セイコーインスツル(SII)は7月23日、受光素子としてフォトダイオード(PD)や発光ダイオード(LED)などの光発電素子と組み合わせて消費電力ゼロ(nW:ナノワット級)の明暗検知スイッチを可能とするゼロパワー光検出IC「S-5470」シリーズを発表した。

同製品は、受光素子としてPDやLEDといった光発電素子を組み合わせ、明暗検知や遮光検知を行うもの。PDやLEDは光を当てると発電する性質があり、この光発電特性をセンシングに利用した。

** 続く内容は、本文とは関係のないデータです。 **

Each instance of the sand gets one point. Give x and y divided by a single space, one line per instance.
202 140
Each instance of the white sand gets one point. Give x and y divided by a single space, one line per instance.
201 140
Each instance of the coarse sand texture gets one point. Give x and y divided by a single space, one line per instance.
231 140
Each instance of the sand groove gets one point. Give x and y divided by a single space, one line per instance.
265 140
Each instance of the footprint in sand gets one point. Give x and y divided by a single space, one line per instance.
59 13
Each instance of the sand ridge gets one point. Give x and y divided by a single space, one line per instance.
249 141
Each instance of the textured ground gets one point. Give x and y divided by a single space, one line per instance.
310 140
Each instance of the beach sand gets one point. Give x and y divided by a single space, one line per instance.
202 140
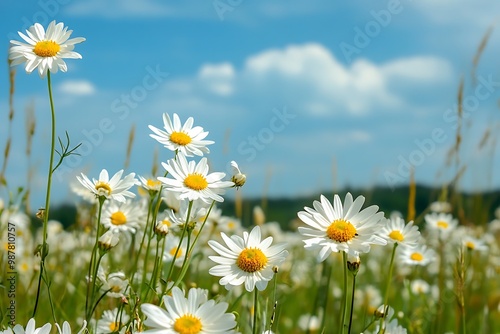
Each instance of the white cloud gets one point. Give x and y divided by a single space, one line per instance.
310 78
77 87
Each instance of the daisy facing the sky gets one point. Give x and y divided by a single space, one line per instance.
192 315
337 227
247 260
182 138
115 188
45 50
192 181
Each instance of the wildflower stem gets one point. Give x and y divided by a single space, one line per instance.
93 265
352 300
344 290
255 310
44 249
389 279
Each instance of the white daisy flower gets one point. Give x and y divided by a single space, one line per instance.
109 323
194 314
396 231
125 217
442 223
115 188
66 328
191 181
341 227
31 329
45 49
185 139
417 256
246 260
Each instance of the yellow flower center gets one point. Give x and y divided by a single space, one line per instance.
341 231
118 218
196 182
470 245
180 138
103 187
396 235
442 224
416 257
187 324
46 48
173 250
114 327
251 260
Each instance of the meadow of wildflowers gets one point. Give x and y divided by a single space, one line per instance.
155 254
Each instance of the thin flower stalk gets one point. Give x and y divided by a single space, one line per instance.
388 286
44 249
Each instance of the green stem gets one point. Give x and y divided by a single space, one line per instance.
92 265
255 310
387 288
44 250
352 301
344 301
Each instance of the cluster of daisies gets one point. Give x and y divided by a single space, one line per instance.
176 220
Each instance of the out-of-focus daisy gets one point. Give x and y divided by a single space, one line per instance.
309 323
192 181
440 207
396 231
115 284
442 223
185 139
417 256
109 239
474 244
194 314
419 286
31 329
238 177
45 50
151 185
248 260
115 188
110 322
66 328
172 250
124 217
341 227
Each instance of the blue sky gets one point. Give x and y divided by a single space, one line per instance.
305 96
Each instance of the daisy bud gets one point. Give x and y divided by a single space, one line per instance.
108 240
259 217
353 263
161 228
238 178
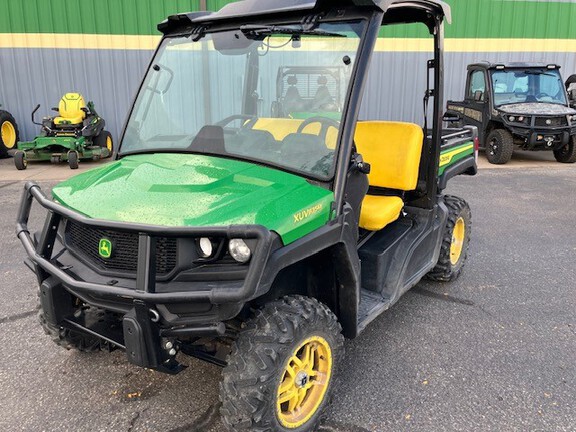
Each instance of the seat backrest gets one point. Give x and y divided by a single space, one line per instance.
71 106
393 150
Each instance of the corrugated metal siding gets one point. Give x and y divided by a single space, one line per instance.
110 77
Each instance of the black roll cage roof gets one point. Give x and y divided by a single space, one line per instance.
410 13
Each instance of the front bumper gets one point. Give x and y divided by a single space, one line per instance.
143 304
544 139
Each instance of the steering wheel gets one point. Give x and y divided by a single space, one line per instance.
225 122
325 124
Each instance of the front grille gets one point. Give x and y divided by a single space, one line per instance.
84 241
553 121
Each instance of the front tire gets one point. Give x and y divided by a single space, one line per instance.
20 161
9 134
454 249
105 142
282 368
73 159
499 147
567 154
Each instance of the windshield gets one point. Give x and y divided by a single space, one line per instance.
268 94
532 85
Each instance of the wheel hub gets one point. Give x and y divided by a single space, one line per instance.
458 236
301 379
304 382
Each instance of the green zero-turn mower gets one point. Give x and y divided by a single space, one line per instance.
9 130
76 133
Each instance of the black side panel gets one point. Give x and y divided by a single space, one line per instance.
464 166
396 258
378 254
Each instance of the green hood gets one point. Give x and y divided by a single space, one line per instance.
193 190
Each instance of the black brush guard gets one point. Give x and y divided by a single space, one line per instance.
142 332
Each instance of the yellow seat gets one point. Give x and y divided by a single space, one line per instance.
70 109
393 150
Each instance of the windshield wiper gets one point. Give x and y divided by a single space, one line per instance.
256 30
533 72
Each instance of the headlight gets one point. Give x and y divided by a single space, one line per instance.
205 247
239 250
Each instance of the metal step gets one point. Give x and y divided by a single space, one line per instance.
371 306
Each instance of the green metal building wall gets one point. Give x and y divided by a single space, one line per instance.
102 47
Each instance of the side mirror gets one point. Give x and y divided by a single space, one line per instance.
572 97
450 117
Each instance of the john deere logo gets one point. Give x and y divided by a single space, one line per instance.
105 248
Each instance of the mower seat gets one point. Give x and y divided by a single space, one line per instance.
70 109
393 150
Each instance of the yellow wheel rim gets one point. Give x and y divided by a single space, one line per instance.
8 134
304 382
458 235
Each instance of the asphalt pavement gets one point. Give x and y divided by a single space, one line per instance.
493 351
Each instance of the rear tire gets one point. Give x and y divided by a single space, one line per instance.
499 146
454 249
282 368
20 161
104 141
567 154
9 135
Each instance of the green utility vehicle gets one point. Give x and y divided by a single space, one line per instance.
76 133
519 104
9 133
250 240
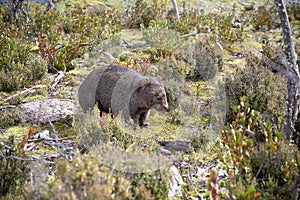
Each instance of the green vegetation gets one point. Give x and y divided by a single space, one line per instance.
227 105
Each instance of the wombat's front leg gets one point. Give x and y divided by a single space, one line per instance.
144 119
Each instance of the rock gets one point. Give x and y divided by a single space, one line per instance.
175 183
44 110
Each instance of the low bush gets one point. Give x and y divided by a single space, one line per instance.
269 167
14 172
264 90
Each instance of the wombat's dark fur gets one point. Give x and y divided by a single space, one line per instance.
122 89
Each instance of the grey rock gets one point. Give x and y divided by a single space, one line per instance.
44 110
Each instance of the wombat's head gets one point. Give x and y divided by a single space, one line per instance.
154 93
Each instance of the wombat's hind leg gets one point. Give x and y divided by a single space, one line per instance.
144 119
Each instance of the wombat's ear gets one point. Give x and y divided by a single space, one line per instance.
146 81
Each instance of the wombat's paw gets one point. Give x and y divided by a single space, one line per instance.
145 124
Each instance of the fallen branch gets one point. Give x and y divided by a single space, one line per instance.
57 80
187 35
7 107
25 92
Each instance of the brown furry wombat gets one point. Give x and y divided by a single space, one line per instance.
120 89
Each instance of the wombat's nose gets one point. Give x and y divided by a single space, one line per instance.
166 105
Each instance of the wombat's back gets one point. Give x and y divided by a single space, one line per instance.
108 82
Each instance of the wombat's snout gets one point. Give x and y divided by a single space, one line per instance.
166 105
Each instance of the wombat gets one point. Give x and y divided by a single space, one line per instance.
120 89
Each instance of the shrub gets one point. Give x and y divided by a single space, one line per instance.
264 90
143 12
9 118
269 167
14 172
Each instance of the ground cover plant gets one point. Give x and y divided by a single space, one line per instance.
221 138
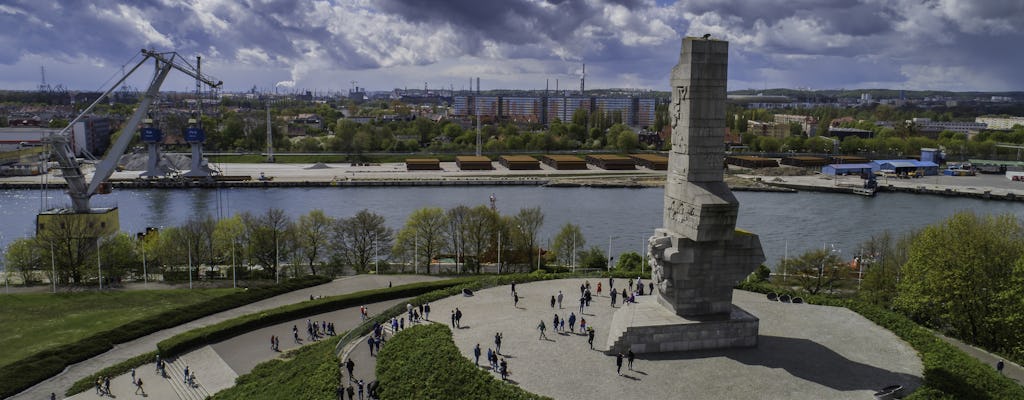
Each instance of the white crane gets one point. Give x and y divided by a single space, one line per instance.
80 190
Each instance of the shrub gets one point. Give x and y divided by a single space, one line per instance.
422 362
235 326
33 369
948 371
307 372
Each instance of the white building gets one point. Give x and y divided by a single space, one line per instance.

しかし、これらが光を受けた時の発電量は小さいため、従来の方法で検出するにはIC内に増幅回路を組み込む必要があり、常時電流を消費していた。今回、独自の極低消費電力のCMOS技術により、増幅回路なしで検出を可能としながら、消費電流は電源電圧5.5V時に0.1nA(Typ.)、消費電力は1nW(Typ.)以下と事実上のゼロパワーを実現した。これを応用することにより、1個の光発電素子を用いた明暗検知スイッチだけでなく、2個の光発電素子を用いた照度差による遮光検知スイッチなどを応用することで、各種電子機器の待機電力ゼロ化が可能となる。

アプリケーションとしては、明暗を検知して電源を自動的に切るオートパワーオフ機能、周囲が暗くなると自動点灯するオートライト機能、受光素子に手をかざして影を作るだけでオン/オフする非接触スイッチなどが想定できるとしている。具体的には、手を添えると動作するワイヤレスマウス、ケースの取り外しでオン/オフが可能なスマートフォン、夜間の時計の鳴り止め、梱包箱を開けると自動でオンになる機器などが考えられる。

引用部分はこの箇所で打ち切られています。